In modern industrial applications, especially those involving high-frequency operation and frequent braking cycles, the need for efficient and reliable braking solutions is critical. One such application involves the use of a liquid cooled resistor (EAK Series) to manage regenerative energy during deceleration in a frequency converter-driven Roots pump system.
25KW Liquid-Cooled Resistors
Application Overview
The system in question utilizes a variable frequency drive (VFD) to control a Roots pump operating at frequencies ranging from 20Hz to 80Hz. The motor’s power output at 80Hz is approximately 4–5kW, while it reduces to around 3kW at 20Hz. Despite the change in frequency, the load remains constant throughout the cycle. Each full working cycle lasts 45 seconds, with a deceleration phase lasting between 10 to 15 seconds — during which the VFD must safely dissipate the excess regenerative energy produced by the motor.

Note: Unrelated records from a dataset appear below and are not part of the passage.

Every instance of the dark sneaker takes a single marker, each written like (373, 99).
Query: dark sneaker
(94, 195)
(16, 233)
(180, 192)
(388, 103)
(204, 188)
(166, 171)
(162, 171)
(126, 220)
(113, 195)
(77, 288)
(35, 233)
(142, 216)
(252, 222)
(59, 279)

To ensure safe and stable operation, a braking resistor is required to absorb the energy generated during the deceleration period. Due to the high duty cycle and significant current involved (with peak current reaching up to 48.7A), a liquid cooled resistor was selected as the optimal solution.

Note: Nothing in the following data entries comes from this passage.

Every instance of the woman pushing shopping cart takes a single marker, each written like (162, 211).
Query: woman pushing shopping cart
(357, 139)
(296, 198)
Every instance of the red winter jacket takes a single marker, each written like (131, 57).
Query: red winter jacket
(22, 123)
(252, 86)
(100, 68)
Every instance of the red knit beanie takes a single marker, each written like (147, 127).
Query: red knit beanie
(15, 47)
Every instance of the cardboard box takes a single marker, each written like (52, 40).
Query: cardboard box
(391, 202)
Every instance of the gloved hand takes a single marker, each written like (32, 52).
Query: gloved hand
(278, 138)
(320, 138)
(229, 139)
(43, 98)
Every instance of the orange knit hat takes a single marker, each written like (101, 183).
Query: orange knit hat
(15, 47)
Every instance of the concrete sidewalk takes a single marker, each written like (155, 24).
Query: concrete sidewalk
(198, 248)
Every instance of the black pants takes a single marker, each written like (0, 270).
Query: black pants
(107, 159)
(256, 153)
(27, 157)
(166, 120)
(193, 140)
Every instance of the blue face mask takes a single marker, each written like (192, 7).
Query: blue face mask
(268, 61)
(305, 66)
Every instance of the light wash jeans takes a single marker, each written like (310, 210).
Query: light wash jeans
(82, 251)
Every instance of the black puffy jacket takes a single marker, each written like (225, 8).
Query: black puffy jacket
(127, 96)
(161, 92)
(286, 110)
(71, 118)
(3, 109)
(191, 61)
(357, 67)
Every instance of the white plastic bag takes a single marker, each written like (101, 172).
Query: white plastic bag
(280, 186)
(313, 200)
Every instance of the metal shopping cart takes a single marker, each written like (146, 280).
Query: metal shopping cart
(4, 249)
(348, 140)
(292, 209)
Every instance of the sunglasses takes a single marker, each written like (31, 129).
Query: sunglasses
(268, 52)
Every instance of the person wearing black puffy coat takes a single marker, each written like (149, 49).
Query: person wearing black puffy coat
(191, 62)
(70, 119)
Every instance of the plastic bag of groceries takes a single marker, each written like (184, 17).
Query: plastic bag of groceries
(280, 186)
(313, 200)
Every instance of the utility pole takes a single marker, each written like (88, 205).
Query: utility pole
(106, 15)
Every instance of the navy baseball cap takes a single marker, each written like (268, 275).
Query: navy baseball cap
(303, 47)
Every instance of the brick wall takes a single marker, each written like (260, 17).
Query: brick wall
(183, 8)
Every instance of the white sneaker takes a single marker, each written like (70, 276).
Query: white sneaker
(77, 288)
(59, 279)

Why Choose a Liquid Cooled Resistor?
Standard air-cooled resistors are often insufficient for high-duty-cycle applications due to their limited thermal capacity and cooling efficiency. In contrast, liquid cooled resistors offer:
- Higher power dissipation capability
- Stable performance under continuous or cyclic loads
- Compact design with superior thermal management
- Longer service life and reliability
These features make liquid cooled resistors ideal for demanding environments like this Roots pump system, where precision, durability, and safety are paramount.
Calculating Required Power Rating
To determine the appropriate power rating for the resistor, we apply the formula:
P > E × f , Where:
- E = Single braking energy (Joules)
- f = Braking frequency (cycles per second)

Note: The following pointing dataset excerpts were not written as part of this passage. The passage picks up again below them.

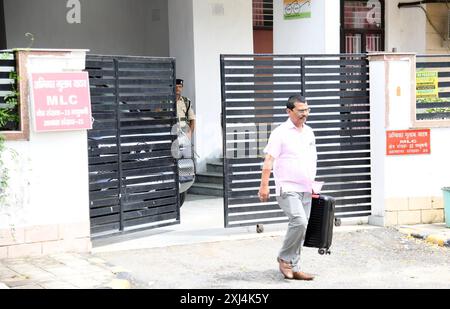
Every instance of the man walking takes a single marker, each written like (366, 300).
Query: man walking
(291, 151)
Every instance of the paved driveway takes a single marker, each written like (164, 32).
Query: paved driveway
(362, 257)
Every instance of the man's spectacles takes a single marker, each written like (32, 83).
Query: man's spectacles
(301, 111)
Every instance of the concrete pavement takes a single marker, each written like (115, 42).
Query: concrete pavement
(202, 228)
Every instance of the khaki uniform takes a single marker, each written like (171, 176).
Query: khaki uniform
(183, 118)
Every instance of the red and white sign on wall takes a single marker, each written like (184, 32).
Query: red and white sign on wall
(61, 101)
(406, 142)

Based on system parameters:
- Deceleration time: 10–15s
- Working cycle: 45s → braking occurs every 45 seconds → f ≈ 0.022 Hz
- Average braking power during deceleration: ~4kW over ~12.5s → E ≈ 4kW × 12.5s = 50,000 J
Therefore: P > 50,000 J × 0.022 Hz = 1,100 W
Considering a safety margin of 1.5–2 times, the required resistor should be capable of handling at least 1,650–2,200W continuously.
An EAK series liquid cooled resistor rated at 2,500W continuous power was selected, ensuring ample headroom for long-term reliability and peak load conditions.
100KW Liquid Cooled Resistors
Installation and Performance
The EAK liquid cooled resistor was integrated into the DC bus of the VFD, connected via a dedicated braking chopper unit. The resistor was plumbed into an existing closed-loop cooling system using deionized water to maintain optimal operating temperatures.
Post-installation monitoring showed:
- Stable bus voltage during deceleration
- No overheating or derating events
- Consistent braking performance across all cycles
- Reduced stress on the VFD components
Conclusion
This case demonstrates the effectiveness of liquid cooled resistors in managing regenerative energy in high-performance industrial systems. By choosing the right resistor — one that meets both the energy absorption and power dissipation requirements — the system achieved enhanced reliability, reduced downtime, and improved overall efficiency.
For engineers and system designers facing similar challenges, the EAK series liquid cooled resistor offers a proven, scalable solution for VFD braking applications — especially in environments with high-frequency cycling and heavy regenerative loads.